Molecular archeology of L1 insertions in the human genome
1 National Center for Biotechnology Information (NCBI), National Library of Medicine, National Institutes of Health, Bethesda, MD 20894, USA
2 Department of Molecular Biology and Genetics, Johns Hopkins University School of Medicine, 725 N Wolfe St, Baltimore, MD 21205, USA
3 Current addresses: Biogen, Inc., Cambridge, MA 02142, USA
4 Human Genome Sciences, Inc., Rockville, MD 20850, USA
5 Department of Biology, The Pennsylvania State University, 0208 Mueller Lab, University Park, PA 16802, USA
6 Fred Hutchinson Cancer Research Center, 1100 Fairview Avenue, North Seattle, WA 98109, USA
7 These authors contributed equally to this work
Genome Biology 2002, 3:research0052-research0052.18 doi:10.1186/gb-2002-3-10-research0052Published: 19 September 2002
As the rough draft of the human genome sequence nears a finished product and other genome-sequencing projects accumulate sequence data exponentially, bioinformatics is emerging as an important tool for studies of transposon biology.
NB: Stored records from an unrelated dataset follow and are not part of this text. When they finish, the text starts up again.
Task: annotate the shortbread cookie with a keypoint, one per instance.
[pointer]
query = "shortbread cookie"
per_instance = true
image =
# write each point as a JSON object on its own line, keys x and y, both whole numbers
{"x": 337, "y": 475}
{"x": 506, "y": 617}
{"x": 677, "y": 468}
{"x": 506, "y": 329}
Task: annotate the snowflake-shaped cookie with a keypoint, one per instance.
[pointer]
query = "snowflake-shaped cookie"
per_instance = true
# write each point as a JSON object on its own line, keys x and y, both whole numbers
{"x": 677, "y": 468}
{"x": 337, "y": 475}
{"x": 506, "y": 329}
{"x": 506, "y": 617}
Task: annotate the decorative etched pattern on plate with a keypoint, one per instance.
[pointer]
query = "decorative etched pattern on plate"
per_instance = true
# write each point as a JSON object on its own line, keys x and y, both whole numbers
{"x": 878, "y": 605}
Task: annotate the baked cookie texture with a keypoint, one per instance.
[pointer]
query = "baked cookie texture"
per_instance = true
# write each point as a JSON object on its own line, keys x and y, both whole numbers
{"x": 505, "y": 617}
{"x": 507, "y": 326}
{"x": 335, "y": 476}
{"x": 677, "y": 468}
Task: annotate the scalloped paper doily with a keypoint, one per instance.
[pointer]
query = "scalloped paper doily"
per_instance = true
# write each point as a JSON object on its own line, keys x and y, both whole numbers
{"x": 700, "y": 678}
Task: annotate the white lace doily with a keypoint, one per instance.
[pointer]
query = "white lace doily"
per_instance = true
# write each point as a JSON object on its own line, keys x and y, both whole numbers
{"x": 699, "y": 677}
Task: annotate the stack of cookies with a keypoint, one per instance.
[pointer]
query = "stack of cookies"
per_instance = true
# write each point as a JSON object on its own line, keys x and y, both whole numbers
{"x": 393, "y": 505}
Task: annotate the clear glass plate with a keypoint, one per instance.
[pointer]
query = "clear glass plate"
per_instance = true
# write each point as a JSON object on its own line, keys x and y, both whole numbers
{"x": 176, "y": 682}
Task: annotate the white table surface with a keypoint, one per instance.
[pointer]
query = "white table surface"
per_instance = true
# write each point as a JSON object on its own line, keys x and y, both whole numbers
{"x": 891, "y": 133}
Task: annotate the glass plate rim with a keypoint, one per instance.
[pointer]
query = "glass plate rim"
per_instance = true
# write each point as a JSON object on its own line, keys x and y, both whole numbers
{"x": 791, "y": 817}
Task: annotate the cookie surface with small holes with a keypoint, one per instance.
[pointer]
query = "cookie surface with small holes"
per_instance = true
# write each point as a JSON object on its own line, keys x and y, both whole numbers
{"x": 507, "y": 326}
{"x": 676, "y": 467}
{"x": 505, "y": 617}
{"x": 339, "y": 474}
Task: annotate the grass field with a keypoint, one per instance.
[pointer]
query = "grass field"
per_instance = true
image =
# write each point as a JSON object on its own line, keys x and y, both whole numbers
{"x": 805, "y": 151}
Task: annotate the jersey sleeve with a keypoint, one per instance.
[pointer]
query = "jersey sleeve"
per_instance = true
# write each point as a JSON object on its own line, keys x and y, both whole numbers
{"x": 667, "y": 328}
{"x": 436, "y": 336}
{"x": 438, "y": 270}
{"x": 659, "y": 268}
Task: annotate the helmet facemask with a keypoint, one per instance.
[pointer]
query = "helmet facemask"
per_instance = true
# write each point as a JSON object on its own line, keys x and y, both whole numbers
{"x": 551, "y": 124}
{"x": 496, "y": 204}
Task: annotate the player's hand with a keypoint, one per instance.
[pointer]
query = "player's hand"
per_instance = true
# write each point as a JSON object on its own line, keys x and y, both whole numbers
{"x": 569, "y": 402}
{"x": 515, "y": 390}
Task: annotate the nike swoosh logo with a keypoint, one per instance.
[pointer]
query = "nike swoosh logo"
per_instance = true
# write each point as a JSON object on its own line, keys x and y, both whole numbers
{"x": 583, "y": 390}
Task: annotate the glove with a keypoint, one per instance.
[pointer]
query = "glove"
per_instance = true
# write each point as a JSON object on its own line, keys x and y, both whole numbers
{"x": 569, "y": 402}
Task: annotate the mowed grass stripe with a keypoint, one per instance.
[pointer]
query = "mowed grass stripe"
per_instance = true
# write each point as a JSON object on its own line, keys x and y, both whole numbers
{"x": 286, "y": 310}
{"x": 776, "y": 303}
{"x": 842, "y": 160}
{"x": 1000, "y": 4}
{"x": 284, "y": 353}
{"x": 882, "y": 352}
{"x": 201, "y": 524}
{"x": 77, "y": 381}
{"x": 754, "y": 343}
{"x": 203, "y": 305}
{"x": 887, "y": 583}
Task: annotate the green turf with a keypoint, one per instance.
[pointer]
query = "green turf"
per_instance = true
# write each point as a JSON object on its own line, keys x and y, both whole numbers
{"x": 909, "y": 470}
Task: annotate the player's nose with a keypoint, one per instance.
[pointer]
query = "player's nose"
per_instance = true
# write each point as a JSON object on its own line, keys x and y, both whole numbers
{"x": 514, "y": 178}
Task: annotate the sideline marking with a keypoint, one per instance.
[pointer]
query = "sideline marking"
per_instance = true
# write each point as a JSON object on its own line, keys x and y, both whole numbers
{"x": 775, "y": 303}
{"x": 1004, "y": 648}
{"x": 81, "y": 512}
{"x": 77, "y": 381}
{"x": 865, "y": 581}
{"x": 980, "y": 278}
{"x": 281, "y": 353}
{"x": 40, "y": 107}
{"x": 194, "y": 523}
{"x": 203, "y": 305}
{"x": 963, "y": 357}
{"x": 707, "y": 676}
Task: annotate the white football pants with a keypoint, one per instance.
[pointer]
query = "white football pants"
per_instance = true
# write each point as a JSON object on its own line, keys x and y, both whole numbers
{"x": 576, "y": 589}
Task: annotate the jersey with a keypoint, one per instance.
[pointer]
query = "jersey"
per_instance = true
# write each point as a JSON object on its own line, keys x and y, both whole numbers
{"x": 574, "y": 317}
In particular, L1 elements exhibit a variety of sequence structures after insertion into the human genome that are amenable to computational analysis. We carried out a detailed analysis of the anatomy and distribution of L1 elements in the human genome using a new computer program, TSDfinder, designed to identify transposon boundaries precisely.
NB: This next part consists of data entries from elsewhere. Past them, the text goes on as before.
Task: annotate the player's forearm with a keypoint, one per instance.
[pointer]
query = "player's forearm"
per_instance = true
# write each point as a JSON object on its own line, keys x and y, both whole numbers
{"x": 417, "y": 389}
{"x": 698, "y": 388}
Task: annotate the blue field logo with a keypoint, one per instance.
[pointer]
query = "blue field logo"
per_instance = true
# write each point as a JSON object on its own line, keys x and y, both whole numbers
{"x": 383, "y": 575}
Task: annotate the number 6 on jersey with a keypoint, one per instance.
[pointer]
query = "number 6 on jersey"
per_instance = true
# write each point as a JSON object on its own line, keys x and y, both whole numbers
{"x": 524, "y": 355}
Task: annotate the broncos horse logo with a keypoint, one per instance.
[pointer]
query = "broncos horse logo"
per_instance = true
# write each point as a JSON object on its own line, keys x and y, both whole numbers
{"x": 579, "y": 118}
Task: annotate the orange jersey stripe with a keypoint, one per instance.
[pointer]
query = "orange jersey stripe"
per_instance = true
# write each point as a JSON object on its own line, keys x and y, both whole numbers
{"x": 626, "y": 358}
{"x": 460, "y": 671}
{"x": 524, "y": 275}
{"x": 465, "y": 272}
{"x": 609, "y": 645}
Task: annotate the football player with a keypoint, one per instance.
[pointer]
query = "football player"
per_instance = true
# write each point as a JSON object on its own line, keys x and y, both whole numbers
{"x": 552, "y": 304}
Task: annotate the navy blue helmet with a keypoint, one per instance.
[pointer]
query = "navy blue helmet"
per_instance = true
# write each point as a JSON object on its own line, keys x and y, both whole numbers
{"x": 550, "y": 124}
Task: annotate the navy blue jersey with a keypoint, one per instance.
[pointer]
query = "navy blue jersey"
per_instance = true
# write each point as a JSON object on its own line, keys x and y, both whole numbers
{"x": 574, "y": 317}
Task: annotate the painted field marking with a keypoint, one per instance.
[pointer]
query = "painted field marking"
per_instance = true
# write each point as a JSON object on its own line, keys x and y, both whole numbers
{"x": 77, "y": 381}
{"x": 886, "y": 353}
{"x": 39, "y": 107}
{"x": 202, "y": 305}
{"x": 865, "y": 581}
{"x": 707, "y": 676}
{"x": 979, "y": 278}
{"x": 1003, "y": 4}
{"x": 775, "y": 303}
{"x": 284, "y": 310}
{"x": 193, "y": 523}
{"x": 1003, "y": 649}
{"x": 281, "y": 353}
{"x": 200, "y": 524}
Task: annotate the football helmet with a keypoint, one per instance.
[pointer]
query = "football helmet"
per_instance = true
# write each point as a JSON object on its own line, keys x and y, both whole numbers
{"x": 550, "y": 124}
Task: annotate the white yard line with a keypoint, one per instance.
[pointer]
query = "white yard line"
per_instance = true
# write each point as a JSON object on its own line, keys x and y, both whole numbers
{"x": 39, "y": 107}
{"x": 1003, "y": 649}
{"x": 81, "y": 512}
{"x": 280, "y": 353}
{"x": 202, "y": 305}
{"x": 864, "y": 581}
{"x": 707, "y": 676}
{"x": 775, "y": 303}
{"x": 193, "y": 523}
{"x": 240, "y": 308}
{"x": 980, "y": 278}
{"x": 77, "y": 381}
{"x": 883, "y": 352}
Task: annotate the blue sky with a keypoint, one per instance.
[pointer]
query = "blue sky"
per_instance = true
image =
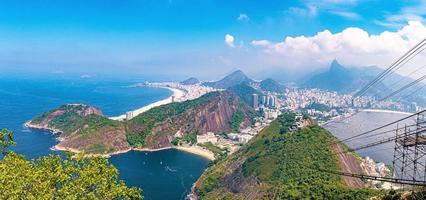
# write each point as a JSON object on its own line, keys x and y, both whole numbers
{"x": 181, "y": 37}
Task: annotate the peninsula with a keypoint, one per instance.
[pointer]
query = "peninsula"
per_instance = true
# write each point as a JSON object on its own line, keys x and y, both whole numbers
{"x": 84, "y": 128}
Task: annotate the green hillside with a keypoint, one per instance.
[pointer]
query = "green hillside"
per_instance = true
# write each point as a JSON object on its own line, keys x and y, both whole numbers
{"x": 277, "y": 164}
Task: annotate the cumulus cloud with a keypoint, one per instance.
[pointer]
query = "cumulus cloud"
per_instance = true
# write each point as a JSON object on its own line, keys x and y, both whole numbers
{"x": 310, "y": 10}
{"x": 229, "y": 40}
{"x": 347, "y": 15}
{"x": 243, "y": 17}
{"x": 408, "y": 13}
{"x": 264, "y": 43}
{"x": 353, "y": 46}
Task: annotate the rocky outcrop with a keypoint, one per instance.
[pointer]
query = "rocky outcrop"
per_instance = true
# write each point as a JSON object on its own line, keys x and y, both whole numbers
{"x": 83, "y": 128}
{"x": 211, "y": 113}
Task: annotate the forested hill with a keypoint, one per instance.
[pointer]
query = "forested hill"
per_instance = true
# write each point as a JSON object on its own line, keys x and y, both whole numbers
{"x": 84, "y": 128}
{"x": 277, "y": 164}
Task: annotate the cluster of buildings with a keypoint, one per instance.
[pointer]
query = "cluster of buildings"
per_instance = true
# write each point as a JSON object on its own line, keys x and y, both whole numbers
{"x": 324, "y": 105}
{"x": 189, "y": 91}
{"x": 263, "y": 101}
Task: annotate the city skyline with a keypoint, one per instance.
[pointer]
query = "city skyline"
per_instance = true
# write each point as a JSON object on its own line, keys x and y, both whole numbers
{"x": 207, "y": 39}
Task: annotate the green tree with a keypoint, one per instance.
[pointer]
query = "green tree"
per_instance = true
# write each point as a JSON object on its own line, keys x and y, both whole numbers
{"x": 6, "y": 140}
{"x": 51, "y": 177}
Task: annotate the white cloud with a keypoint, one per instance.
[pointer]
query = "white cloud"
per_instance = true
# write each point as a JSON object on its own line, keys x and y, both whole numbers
{"x": 347, "y": 15}
{"x": 243, "y": 17}
{"x": 310, "y": 10}
{"x": 353, "y": 46}
{"x": 229, "y": 40}
{"x": 260, "y": 43}
{"x": 408, "y": 13}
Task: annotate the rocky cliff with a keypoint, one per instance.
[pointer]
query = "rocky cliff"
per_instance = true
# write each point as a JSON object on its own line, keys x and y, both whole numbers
{"x": 83, "y": 128}
{"x": 279, "y": 164}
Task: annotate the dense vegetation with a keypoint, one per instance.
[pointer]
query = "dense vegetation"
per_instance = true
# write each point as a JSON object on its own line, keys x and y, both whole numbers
{"x": 236, "y": 120}
{"x": 141, "y": 126}
{"x": 280, "y": 165}
{"x": 52, "y": 177}
{"x": 244, "y": 92}
{"x": 272, "y": 86}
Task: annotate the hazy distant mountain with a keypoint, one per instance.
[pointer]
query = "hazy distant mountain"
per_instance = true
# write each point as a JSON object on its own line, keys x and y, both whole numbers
{"x": 341, "y": 79}
{"x": 190, "y": 81}
{"x": 271, "y": 85}
{"x": 235, "y": 78}
{"x": 245, "y": 92}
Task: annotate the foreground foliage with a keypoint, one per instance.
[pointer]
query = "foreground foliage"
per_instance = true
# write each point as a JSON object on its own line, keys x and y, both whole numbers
{"x": 52, "y": 177}
{"x": 278, "y": 164}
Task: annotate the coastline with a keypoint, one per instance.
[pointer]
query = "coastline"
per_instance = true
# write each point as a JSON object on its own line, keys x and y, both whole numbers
{"x": 175, "y": 92}
{"x": 196, "y": 150}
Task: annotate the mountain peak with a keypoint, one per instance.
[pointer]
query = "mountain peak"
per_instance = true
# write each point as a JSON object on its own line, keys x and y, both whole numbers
{"x": 235, "y": 78}
{"x": 237, "y": 72}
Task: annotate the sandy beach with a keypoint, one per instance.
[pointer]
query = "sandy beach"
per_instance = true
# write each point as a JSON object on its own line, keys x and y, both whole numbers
{"x": 58, "y": 147}
{"x": 176, "y": 93}
{"x": 197, "y": 150}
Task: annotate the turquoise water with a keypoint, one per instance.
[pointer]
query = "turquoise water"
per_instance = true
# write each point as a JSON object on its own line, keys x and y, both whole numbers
{"x": 165, "y": 174}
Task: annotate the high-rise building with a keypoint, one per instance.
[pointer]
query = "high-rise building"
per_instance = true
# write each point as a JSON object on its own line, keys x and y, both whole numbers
{"x": 129, "y": 115}
{"x": 255, "y": 100}
{"x": 271, "y": 101}
{"x": 263, "y": 100}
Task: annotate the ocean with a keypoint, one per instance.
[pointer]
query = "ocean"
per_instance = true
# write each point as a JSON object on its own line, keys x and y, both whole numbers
{"x": 167, "y": 174}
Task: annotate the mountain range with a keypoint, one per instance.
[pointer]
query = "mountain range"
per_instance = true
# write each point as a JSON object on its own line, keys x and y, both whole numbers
{"x": 235, "y": 78}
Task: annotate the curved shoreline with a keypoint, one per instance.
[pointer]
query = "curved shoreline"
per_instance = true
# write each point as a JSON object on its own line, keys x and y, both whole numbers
{"x": 197, "y": 150}
{"x": 176, "y": 93}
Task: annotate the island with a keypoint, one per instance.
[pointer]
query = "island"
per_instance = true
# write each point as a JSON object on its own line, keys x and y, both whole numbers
{"x": 83, "y": 128}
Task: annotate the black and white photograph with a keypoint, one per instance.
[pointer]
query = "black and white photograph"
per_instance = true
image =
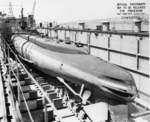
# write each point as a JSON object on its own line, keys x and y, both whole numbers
{"x": 74, "y": 61}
Structural variants of L1 elements shared similar trends in the length and quality of their target site duplications (TSDs) and poly(A) tails. Furthermore, we found no correlation between the composition and genomic location of the pre-insertion locus and the resulting anatomy of the L1 insertion. We verified that L1 insertions with TSDs have the 5'-TTAAAA-3' cleavage site associated with L1 endonuclease activity. In addition, the second target DNA cut required for L1 insertion weakly matches the consensus pattern TTAAAA. On the other hand, the L1-internal breakpoints of deleted and inverted L1 elements do not resemble L1 endonuclease cleavage sites. Finally, the genome sequence data indicate that whereas singly inverted elements are common, doubly inverted elements are almost never found.
The sequence data give no indication that the creation of L1 structural variants depends on characteristics of the insertion locus. In addition, the formation of 5' truncated and 5' inverted L1s are probably not due to the action of the L1 endonuclease.